Friday, November 7, 2008

Hezbollah "Hails" Obama

http://www.earthtimes.org/articles/show/240393,lebanese-officials-and-hezbollah-hail-obamas-election.html

I would first like to begin with the slight bias of this article by the Earth Times. Let's begin with the very first sentence, "Lebanon's Shiite House speaker Nabih Berri, who is also close to the radical Shiite Hezbollah, hailed Thursday the election of Barack Obama as the next US president, urging him to push forward Middle East peace process". The author uses two code words, "close" when describing Berri's relationship with Hezbollah which is in fact misleading because Berri is often the negotiator between Hezbollah-led opposition and the pro-Government factions of the parliament, indeed he is Shi'i and leader of AMAL but by no means does he pose any real influence within the Hezbollah decision making process, "close" is code for the next word used, "radical" when describing Hezbollah. "Radical" is code for terrorist and fundamentalist.

However, moving forward, this article did pose an interesting situation, a situation in which all Lebanese factions seem to have agree with the notion that Obama's election was good for Lebanon, and the Middle East.

"Nawaf Moussawi, head of the international relations of Shiite group Hezbollah also welcomed Obama's victory, saying that "change will definitely come" in US policy".

I thought this was very telling of Hezbollah that they were welcoming of Obama's rise to primacy.

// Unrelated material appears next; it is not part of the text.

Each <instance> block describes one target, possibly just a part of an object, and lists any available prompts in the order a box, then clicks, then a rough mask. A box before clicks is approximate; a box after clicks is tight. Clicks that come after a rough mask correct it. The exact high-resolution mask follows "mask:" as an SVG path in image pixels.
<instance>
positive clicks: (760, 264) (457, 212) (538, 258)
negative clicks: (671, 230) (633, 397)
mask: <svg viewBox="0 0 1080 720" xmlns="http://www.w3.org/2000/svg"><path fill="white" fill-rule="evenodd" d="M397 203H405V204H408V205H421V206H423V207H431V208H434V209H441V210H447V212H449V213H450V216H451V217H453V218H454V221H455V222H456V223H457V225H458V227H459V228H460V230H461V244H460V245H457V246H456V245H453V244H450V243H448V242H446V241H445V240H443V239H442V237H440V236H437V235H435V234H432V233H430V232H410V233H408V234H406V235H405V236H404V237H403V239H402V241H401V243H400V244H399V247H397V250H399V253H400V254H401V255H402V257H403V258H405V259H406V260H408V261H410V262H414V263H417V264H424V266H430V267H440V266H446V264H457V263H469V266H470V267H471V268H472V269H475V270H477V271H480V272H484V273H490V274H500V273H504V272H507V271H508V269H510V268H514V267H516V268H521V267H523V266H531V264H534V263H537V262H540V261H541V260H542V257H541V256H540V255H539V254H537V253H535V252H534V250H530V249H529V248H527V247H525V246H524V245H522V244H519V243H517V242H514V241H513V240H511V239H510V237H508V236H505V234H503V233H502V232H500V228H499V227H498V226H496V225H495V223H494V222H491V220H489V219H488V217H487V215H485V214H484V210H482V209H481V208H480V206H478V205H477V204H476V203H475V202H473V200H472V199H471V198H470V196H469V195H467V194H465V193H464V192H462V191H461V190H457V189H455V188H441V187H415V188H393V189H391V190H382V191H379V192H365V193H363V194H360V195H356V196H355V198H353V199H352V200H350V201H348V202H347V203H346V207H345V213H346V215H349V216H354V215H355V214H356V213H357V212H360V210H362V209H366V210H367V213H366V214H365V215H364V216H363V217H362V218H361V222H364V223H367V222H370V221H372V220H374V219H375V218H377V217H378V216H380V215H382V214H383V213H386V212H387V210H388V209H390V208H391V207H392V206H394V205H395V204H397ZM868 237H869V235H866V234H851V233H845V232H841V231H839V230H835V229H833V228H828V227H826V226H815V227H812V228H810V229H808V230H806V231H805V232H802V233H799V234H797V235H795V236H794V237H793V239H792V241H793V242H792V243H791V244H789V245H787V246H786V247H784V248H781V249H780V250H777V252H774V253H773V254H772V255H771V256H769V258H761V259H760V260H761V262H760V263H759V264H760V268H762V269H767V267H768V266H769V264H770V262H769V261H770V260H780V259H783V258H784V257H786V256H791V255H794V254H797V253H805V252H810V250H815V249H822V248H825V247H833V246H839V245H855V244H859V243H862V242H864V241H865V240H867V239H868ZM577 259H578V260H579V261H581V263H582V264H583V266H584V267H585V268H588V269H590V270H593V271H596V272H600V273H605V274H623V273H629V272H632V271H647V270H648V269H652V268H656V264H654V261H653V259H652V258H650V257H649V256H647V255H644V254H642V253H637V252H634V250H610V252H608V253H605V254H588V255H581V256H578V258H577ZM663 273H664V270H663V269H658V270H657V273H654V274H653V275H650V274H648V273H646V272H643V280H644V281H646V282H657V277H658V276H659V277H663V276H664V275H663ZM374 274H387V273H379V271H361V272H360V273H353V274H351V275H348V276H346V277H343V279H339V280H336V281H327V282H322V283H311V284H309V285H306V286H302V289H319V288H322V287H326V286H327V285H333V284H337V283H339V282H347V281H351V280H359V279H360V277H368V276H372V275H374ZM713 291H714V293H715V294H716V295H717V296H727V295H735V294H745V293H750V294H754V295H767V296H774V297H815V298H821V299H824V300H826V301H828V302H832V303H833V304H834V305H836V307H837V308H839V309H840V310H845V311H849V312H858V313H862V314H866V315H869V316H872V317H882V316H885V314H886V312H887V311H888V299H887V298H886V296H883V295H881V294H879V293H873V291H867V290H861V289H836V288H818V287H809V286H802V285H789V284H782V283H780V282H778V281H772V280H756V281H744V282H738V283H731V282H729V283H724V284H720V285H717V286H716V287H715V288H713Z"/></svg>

It shows the underlying reason as to why Hezbollah was created, in the name of social justice., equality, welfare, and empowering the deprived. Obama represents the realization that the old racial barriers, agony, discrimination, that African-Americans have fought and died for since the creation of the United States of America can be overcome. That the "under-dog" can win, even against the greatest odds. Obama's movement was formulated at the grass roots level with a coalition of the workingmen, the poor, the disenfranchised, the college elites, women, and the general youth. This is in fact quite similar to Hezbollah's roots.

According to Lara Deeb Hezbollah was formed off the belief that Shiites must have their fair representation and can no longer be discriminated against and that Lebanese society must break down this Confessional System of power which artificially represents equality when in fact it mandates inequality. Deeb states, "Initially, this growing urban population of mostly Shi‘i poor in Lebanon was not mobilized along sectarian lines...Al-Sadr offered the “Movement of the Deprived,” dedicated to attaining political rights for the dispossessed within the Lebanese polity. A militia branch of this movement, Amal, was founded at the start of the Lebanese civil war in 1975. Alongside al-Sadr, there were also other activist Lebanese Shi‘i religious leaders, most of whom had also studied in Najaf, who worked to establish grassroots social and religious networks in the Shi‘i neighborhoods of Beirut".

The lines are parallel, it seems that the similarities lie within the parameters of how each movement built their social network.